Hankinson v R&C Commrs [2010] TC 00319
Whether the taxpayer's circumstances had changed sufficiently to show that he had ceased to be resident or ordinarily resident in the UK
The taxpayer had significant interests in a non-resident trust and in that regard he went to work in the Netherlands in 1998. In January 1999 he became ill and he returned to the UK in April 1999 but did not return to work in the Netherlands again.

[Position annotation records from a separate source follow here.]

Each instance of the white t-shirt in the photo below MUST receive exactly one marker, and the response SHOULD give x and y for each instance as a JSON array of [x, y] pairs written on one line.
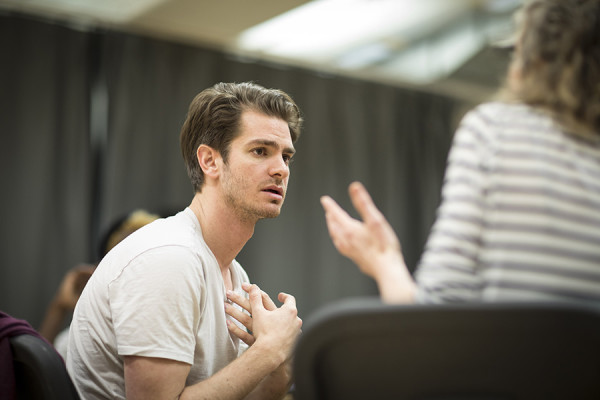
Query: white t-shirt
[[159, 293]]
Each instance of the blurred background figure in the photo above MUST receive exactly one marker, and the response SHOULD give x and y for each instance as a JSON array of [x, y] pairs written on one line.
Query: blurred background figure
[[63, 303], [520, 211]]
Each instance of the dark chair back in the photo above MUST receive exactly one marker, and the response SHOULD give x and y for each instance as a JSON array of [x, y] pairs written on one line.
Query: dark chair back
[[363, 349], [40, 372]]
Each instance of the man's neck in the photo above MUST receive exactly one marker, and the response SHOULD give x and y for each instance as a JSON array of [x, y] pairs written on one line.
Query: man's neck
[[223, 231]]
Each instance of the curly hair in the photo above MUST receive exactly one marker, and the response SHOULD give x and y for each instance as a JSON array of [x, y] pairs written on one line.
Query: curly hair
[[214, 115], [558, 59]]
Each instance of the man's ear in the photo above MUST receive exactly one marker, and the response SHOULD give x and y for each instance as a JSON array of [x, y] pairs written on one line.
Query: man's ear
[[209, 160]]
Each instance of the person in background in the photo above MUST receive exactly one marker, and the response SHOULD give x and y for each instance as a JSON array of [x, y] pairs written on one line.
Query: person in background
[[519, 218], [169, 313], [63, 303]]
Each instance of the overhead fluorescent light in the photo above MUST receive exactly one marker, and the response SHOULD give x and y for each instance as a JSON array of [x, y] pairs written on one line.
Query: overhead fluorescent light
[[323, 30]]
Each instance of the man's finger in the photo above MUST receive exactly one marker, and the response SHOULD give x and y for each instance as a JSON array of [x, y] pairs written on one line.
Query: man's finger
[[287, 299]]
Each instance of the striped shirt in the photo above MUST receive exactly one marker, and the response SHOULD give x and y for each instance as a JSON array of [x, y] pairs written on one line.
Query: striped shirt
[[520, 213]]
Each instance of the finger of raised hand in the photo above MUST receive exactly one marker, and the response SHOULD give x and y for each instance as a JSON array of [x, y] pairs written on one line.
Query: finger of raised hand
[[240, 300], [244, 335], [239, 315], [374, 219], [267, 302]]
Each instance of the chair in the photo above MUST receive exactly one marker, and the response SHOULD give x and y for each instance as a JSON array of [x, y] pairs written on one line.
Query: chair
[[363, 349], [40, 372]]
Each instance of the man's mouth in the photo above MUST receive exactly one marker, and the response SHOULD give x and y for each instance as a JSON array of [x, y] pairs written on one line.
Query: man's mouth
[[274, 189]]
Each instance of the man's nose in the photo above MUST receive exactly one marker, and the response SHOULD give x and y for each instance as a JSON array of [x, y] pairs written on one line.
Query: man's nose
[[279, 168]]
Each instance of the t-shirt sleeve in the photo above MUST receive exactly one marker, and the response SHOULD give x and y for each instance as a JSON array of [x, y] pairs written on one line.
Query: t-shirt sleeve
[[156, 304]]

Substantial gains were realised by the non-resident trust and such gains were taxable in the UK if the taxpayer was ordinarily resident in the UK in 1998/99.
The taxpayer submitted his UK tax return for 1997/98 claiming non-residence and non-ordinarily residence in the UK. He claimed split year treatment based on a departure date in February 1998. The taxpayer claimed his country of residence was the Netherlands. Similarily, the taxpayer claimed non-residence, non-ordinarily residence in his UK tax return for 1998/99. The taxpayer claimed that his “connection” with the UK had greatly diminished and changed from February 1998 and that on a statutory basis at least, he had acquired residence in Holland. His duties arising out of the Monoliet employment were performed outside the UK and his Bison role had been incidental to it.
HMRC did not accept that the taxpayer was non-resident and non-ordinarily resident in the UK and in 2004/05 issued a ‘discovery’ assessment giving rise to charge to CGT of more than £30 million.
The main issue of the appeal before the First-tier Tribunal was whether the taxpayer was resident or ordinarily resident in the UK in 1998/99; if he was, whether he was also resident in the Netherlands under the terms of the UK/Netherlands double taxation agreement. If he was resident in the UK, the validity of the discovery assessment issued by HMRC was also an issue for decision by the Tribunal.